There are all kinds of possibilities for this machine, given its compute, memory, and I/O capacity. But it gets even more interesting when you consider the possibility of using a Power E1050 as a shared memory server for a cluster of entry Power S1022 compute nodes that have no memory of their own. Imagine architecting a system using the “memory inception” memory clustering technology built into Power10 chips, which we have called a memory area network.
Instead of moving data between nodes in a cluster over InfiniBand or Ethernet with RoCE, you could have them share data on a central memory server and do collective operations on that memory server where appropriate and farm out calculations to cheaper nodes where appropriate. The memory area network replaces the clustering network and data sharing should, if the programming model is right, be easier because you aren’t moving it unless you really need to.

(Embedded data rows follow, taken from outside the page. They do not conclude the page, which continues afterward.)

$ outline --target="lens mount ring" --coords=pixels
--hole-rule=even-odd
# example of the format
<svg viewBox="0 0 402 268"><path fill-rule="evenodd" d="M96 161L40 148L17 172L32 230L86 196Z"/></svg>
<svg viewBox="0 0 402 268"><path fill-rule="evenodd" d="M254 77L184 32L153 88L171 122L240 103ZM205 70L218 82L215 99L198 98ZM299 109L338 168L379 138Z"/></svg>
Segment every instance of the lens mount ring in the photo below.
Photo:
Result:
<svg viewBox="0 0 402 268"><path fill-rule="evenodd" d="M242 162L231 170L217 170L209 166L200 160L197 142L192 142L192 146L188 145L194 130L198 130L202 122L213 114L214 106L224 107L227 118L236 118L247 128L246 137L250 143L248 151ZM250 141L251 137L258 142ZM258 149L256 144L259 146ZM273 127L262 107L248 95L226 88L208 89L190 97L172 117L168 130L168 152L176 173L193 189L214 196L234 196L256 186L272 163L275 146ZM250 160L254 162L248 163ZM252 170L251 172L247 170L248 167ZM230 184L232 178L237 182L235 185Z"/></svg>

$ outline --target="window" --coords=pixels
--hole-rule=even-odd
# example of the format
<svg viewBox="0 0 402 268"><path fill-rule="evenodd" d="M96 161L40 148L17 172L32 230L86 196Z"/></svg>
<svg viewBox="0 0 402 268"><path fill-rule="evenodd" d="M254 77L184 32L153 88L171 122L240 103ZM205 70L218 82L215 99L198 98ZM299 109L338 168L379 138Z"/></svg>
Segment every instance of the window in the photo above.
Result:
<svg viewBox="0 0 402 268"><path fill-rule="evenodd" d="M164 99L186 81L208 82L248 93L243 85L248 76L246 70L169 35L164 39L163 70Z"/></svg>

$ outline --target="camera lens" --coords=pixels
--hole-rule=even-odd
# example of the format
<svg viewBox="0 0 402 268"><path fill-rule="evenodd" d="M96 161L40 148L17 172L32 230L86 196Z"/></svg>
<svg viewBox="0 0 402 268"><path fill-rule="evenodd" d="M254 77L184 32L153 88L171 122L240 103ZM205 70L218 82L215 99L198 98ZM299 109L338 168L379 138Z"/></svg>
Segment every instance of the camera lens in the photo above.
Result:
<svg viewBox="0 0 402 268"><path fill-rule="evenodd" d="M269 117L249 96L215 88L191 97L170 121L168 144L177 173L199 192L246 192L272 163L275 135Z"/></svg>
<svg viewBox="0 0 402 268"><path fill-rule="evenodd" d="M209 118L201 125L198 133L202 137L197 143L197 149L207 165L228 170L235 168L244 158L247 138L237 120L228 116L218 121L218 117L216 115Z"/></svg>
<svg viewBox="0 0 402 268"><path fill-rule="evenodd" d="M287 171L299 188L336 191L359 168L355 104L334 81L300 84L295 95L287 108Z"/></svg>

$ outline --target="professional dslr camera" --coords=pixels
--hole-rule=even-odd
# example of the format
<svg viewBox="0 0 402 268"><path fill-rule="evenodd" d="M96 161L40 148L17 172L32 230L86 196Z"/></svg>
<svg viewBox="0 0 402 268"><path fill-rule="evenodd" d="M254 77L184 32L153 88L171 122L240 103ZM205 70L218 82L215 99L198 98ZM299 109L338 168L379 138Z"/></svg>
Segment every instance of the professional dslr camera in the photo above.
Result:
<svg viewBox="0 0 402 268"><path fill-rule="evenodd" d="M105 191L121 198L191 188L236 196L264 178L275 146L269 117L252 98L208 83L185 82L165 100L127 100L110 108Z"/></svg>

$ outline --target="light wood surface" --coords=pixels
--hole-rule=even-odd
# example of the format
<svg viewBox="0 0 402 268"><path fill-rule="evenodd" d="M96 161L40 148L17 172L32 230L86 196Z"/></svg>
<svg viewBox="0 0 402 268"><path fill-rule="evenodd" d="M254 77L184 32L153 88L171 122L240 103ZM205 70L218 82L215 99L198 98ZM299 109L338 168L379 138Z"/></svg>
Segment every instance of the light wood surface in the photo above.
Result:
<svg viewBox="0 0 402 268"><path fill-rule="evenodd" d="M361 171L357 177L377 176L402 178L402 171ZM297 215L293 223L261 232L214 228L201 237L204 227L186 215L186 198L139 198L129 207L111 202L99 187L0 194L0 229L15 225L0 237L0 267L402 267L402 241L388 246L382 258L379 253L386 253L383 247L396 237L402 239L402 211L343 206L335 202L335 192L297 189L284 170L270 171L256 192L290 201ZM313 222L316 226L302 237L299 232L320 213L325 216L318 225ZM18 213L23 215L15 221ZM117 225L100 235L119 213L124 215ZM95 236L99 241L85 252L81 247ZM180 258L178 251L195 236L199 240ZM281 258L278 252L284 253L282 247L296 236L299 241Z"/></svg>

IBM can even take the memory area network to an extreme and have thousands of Powqer10 entry server nodes linked, addressing up to 2 PB of total capacity across the cluster. Like this:
IBM has not committed to commercializing all of the features inherent in its memory area network for Power10, but as we said nearly two years ago when it was divulged, this could be the foundation of a new kind of HPC system, one that would be good at data analytics as well as traditional HPC and AI training and inference work (if some of the systems in a memory network were equipped with GPU accelerators).
Hopefully, IBM will find clever ways to use the technology in its entry and midrange Power10 machines to bolster its Power Systems business and expand it from there and not just be happy selling database engines to IBM i and AIX shops.